According to Odnorozhenko, the battalion's political platform supports the natsiokratiya, a system of government devised by the Ukrainian nationalists of the 1930s and 1940s, who fought Soviet forces but were also guilty of atrocities such as the murder of thousands of Jews and Poles. It supports a national government based on syndicates representing different classes of the population, as well as a strong foreign policy including the nuclear re-armament of Ukraine, he said.

The battalion has a number of foreign volunteers, including numerous Russians, four Swedes and one Canadian, but no Americans, Odnorozhenko said -- as two jeeps full of tanned fighters in sunglasses and bandannas rolled into base, a wolfsangel painted on each side.

Although he declined to provide details, Odnorozhenko said the Ukrainian forces are deploying armor, building fortifications, and "activating different military groups" in the Mariupol area. Local activists have been digging trenches in some places outside the city and organizing "civil defense" forces.

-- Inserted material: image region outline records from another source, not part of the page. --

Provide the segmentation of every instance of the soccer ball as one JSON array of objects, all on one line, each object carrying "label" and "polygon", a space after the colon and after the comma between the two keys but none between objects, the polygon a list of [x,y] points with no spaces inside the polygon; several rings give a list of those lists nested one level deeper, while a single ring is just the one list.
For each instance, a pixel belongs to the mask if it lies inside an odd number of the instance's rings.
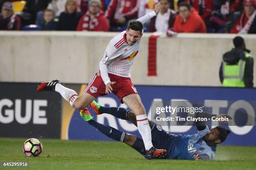
[{"label": "soccer ball", "polygon": [[23,151],[27,156],[37,156],[43,151],[43,145],[38,139],[28,139],[23,145]]}]

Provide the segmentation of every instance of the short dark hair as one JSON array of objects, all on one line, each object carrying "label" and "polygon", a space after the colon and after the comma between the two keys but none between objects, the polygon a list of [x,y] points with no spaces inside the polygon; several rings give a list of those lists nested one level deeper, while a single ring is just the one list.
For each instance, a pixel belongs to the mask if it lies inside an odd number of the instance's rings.
[{"label": "short dark hair", "polygon": [[131,21],[128,24],[127,30],[129,30],[130,29],[135,31],[140,31],[141,34],[142,32],[142,30],[143,30],[143,24],[137,20]]},{"label": "short dark hair", "polygon": [[223,142],[226,139],[228,135],[230,133],[230,130],[226,129],[221,126],[216,126],[216,128],[220,132],[218,135],[218,138],[220,140],[220,143]]},{"label": "short dark hair", "polygon": [[236,48],[243,47],[244,43],[244,40],[243,40],[242,37],[238,36],[233,39],[233,43]]},{"label": "short dark hair", "polygon": [[52,12],[52,15],[54,15],[54,16],[55,15],[55,12],[54,12],[54,11],[53,10],[51,10],[50,9],[46,9],[44,10],[44,12]]},{"label": "short dark hair", "polygon": [[190,5],[188,3],[185,2],[182,2],[179,4],[178,8],[179,8],[180,7],[186,7],[187,9],[190,10]]}]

Ukrainian forces have been falling back in the face of the Russian advance. According to various reports, they had retreated to the west of the town of Bezimenne ("No Name"), which would put them within 20 miles of Mariupol itself.

Besides a strong defense, Ukraine needs the support of the West to defeat the invaders, Odnorozhenko argued. He called for the Europe and the United States to take a more aggressive stance on Russia and begin shipping weapons to Ukrainian pro-government forces. Oddly enough, he compared the conflict to World War II, when his battalion's ideological forebears were fighting Soviet and Western troops.

"The blindness and stupidity of the European political elite will lead to Russian aggression being open and unhidden, and Russian forces will soon be everywhere," he said. "A hybrid war? We have the kind of normal war that was last seen in Europe in 1945."